Bad Idea for Dealing with the Behaviour Crisis #3: End Compulsory Education
Posted by: oldandrew in UncategorizedThere is some appeal to returning to the nineteenth century and making education optional. While there is a case that the system should make more allowances for those who are not learning in school, but nevertheless might learn in another environment, it is greatly over-estimated as a panacea for behaviour.
Secondary education is close to optional at the moment. Local Authorities are reluctant to fine parents who aid truancy and even those who do take parents to court are still slow to set the wheels in motion. For the worst behaved students there is very little that would actually get them into the classroom if they didn’t want to go. The suggestion that compulsory education is the cause of poor behaviour in schools ignores the fact that lots of badly behaved students want to be in school. Where else would they find a ready supply of adults to torment and peers to impress? More than one teacher has suggested to me that “EBD”, the current term for students that seem unable to behave, stands for Every Bloody Day because that’s how often they turn up. Conversely, there are a lot of well behaved students who would be the first to disappear if school became optional (often to escape the kids that won’t behave).
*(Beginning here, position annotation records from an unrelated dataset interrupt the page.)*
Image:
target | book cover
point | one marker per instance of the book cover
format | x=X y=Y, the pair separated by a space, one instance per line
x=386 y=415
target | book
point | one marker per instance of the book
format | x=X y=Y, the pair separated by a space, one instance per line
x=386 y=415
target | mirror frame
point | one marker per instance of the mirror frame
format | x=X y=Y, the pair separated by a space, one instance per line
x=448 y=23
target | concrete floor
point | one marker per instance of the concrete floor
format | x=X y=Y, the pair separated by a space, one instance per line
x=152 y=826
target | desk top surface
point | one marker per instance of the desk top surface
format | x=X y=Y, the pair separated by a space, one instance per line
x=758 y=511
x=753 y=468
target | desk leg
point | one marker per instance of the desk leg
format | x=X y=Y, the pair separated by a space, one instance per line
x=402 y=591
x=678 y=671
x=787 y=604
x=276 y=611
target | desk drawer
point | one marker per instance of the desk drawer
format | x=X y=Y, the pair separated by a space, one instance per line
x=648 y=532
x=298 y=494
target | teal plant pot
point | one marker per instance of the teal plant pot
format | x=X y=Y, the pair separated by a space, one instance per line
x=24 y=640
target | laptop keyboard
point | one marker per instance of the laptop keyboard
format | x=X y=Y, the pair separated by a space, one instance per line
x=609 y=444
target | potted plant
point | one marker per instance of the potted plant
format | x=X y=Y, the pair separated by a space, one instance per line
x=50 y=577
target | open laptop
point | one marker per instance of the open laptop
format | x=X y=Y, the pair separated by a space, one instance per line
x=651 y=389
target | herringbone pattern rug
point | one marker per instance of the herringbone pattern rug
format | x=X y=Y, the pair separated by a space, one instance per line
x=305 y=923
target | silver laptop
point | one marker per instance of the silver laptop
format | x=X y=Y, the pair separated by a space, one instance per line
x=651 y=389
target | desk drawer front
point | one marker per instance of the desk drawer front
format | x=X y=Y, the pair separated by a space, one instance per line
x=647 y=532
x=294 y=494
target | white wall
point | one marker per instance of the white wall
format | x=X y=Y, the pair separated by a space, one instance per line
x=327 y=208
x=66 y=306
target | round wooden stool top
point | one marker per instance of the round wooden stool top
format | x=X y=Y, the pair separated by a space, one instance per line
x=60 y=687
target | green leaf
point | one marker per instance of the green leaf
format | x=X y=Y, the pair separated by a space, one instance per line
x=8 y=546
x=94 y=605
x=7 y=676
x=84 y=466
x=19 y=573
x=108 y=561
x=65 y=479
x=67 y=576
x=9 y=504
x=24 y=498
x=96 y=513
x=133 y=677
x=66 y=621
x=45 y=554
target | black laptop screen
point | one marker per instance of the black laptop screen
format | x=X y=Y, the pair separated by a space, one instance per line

Furthermore, it doesn’t take too many bus journeys or walks through my local park, to realise that the propensity of groups of adolescents to misbehave is not dependent on being in school. Many of the students who are out of control in school are equally out of control on the streets. While teachers might well cheer if their behaviour was moved out of the school and became somebody else’s problem, it is unlikely that anyone else would be happy, making an end to compulsory education a political non-starter.